The Grahams were English from Lincolnshire. Lincoln was the second largest and wealthiest city in England at one point in history with wool products playing a major role. The wealthy Graham family bought land in Ireland in 1669.
In 1848 James Stuart Graham of Dublin sent his second son also named James to live with his wife’s brother, Sir Charles Coote, 6th Baron Coote of Coloony. The Baron was from a long line of tyrants, madmen and misusers of women. Bellamont his estate and the Palladian house in Cootehill was much to James Stuart Graham’s liking.
Graham and Coote busied themselves with designing many gardens, drinking copious amounts of poteen and breeding horses. Born at this time in Co. Monaghan was “Crazy Jane” a veritable horseflesh comet. Crazy Jane was an unbeatable racer running, The only problem was that she was not a Graham/Coote horse. When Hugh Jackson of Creeve would not sell Coote the fast bay mare, A plot was hatched to steal the mare and breed her with a good English hunter owned by James Graham. She would be returned in due time after a colt was born. The deed was done and Hugh Jackson was livid and heart broken all at the same time over the loss of Jane. He posted a reward, but the horse was not found. A year later she just walked in the stable yard at the Jackson Farm as if nothing had ever happened.
James Graham married Ellen Bleckley in 1868; she was the daughter of Revd. John Bleckley, and said to be a saint of a woman who prayed night and day for her husband.
In 1872 Owen James Graham was born and grew to be a very upright young man, due to the training of his devout and saintly mother. At nineteen he came to know the story of” Crazy Jane”. Owen felt it only right to report his father’s misdeed to old Hugh Jackson.
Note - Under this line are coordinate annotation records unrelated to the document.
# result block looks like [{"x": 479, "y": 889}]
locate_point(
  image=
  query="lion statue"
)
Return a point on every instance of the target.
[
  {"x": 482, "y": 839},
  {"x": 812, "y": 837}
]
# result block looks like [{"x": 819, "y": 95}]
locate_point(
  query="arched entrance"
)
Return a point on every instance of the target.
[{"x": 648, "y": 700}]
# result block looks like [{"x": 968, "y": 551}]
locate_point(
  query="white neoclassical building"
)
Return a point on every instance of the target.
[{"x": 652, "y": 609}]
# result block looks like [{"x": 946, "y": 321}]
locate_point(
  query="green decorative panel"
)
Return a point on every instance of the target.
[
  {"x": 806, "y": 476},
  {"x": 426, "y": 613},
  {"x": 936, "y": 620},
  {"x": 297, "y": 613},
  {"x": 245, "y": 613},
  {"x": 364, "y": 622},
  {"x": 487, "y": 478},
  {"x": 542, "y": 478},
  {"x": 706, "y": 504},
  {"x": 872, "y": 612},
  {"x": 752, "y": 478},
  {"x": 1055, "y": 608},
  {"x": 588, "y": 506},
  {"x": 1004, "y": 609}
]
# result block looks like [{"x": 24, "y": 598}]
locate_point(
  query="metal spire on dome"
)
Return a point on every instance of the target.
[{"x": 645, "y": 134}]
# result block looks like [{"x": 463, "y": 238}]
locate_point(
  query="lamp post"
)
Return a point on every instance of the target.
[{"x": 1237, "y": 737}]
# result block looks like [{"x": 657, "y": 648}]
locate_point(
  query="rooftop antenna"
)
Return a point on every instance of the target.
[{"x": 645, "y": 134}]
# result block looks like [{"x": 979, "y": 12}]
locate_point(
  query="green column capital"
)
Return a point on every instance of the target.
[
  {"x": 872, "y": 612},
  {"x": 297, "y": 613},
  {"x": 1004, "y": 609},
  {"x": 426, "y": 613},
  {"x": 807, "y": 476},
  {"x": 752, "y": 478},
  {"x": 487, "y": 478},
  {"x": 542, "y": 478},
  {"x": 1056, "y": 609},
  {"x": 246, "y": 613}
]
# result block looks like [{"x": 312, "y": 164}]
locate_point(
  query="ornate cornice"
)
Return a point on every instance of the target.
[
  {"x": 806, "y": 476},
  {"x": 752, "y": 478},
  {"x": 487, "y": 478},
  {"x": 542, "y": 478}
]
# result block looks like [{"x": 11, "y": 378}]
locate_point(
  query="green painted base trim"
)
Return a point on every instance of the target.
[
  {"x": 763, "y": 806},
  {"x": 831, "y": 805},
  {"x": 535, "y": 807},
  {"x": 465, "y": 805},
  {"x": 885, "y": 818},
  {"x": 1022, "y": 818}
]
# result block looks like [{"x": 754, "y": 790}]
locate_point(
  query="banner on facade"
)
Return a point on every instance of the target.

His father came at him with a long-pick. His mother soon with great haste sent him to North America.
Owen became a Banker in Chicago, Illinois. He married Catherine Hogan, a Catholic from Cork. My mother, Catherine Agnes Graham was Owen Grahams second child born in 1918. I was born to Catherine Agnes in 1945 as a cutie-patootie of the first order.
My beloved grandfather died in July of 1949. He was one of the kindest men I have ever known, a joyful spirit with a big heart. He never once talked about life in Ireland.